During Wednesday’s hearing, a deputy attorney general had told the court that the petitioners could raise the issue before the appellate forum provided under section 6 of the Price Control and Prevention of Profiteering and Hoarding Order 2021.
The millers’ counsel said due to absence of any express power in the rules of the appellate forum to grant interim relief, they approached the court under the constitutional jurisdiction.
However, they said the petitions could be referred to the appellate authority as applications for interim relief and the respondents be restrained from implementing the impugned orders till a decision.
To substantiate the plea of irreparable loss, the counsel argued that there was no mechanism of recovering the amount from the consumers, to whom sugar was being supplied, even if the appellate forum decided the matter in favour of the millers.
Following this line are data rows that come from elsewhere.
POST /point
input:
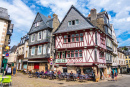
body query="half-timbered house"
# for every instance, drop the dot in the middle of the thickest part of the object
(39, 41)
(79, 45)
(101, 20)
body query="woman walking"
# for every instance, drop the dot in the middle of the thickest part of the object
(115, 74)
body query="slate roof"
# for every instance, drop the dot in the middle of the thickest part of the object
(13, 49)
(46, 23)
(4, 13)
(85, 25)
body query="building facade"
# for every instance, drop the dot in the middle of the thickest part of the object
(121, 62)
(40, 42)
(12, 55)
(6, 29)
(80, 46)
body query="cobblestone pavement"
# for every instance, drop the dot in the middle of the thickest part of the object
(123, 81)
(21, 80)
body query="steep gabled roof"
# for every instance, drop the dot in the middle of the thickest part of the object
(43, 25)
(84, 25)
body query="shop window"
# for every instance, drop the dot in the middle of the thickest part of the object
(65, 39)
(81, 36)
(80, 53)
(87, 70)
(72, 36)
(77, 37)
(72, 53)
(64, 69)
(68, 54)
(68, 38)
(76, 53)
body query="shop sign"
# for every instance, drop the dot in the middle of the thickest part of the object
(61, 60)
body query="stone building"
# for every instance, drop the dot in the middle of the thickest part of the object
(115, 53)
(121, 62)
(101, 20)
(6, 29)
(40, 41)
(12, 55)
(21, 52)
(79, 45)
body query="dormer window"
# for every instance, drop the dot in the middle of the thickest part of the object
(37, 24)
(73, 22)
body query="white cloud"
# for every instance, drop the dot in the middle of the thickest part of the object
(21, 16)
(121, 7)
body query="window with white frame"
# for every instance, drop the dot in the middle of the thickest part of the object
(32, 37)
(39, 35)
(109, 31)
(73, 22)
(48, 50)
(63, 54)
(39, 49)
(33, 51)
(44, 34)
(44, 49)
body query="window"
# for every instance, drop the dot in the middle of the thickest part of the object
(58, 55)
(68, 38)
(72, 36)
(69, 23)
(33, 51)
(77, 21)
(65, 39)
(68, 54)
(76, 53)
(63, 55)
(37, 24)
(39, 49)
(33, 38)
(44, 49)
(48, 50)
(77, 37)
(39, 35)
(44, 34)
(109, 31)
(73, 22)
(72, 53)
(80, 53)
(81, 36)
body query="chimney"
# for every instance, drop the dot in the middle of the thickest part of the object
(49, 16)
(55, 16)
(93, 13)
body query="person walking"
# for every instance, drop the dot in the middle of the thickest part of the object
(115, 74)
(112, 75)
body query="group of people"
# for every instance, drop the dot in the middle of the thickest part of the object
(114, 75)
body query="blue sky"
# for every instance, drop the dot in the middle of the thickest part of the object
(23, 12)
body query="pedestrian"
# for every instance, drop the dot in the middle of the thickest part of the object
(115, 74)
(112, 75)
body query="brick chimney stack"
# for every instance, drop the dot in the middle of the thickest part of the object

In his written order issued on Thursday, Justice Shahid Jamil Khan says, “Observing judicial restraint to give any observation of finding on the issue, the matter is referred to appellate authority, ibid, which shall treat these petitions as applications for interim relief.”
In the interest of justice, the judge directed that till decision on the applications the impugned orders of the government shall not be implemented.
With these directions, the judge disposed of the petitions of the sugar mills.
The counsel for the millers told the court that legality of the Punjab Sugar (Supply Chain Management) Order 2021 was also challenged in the petitions.
The judge allowed the petitioners to raise the matter later through a fresh litigation.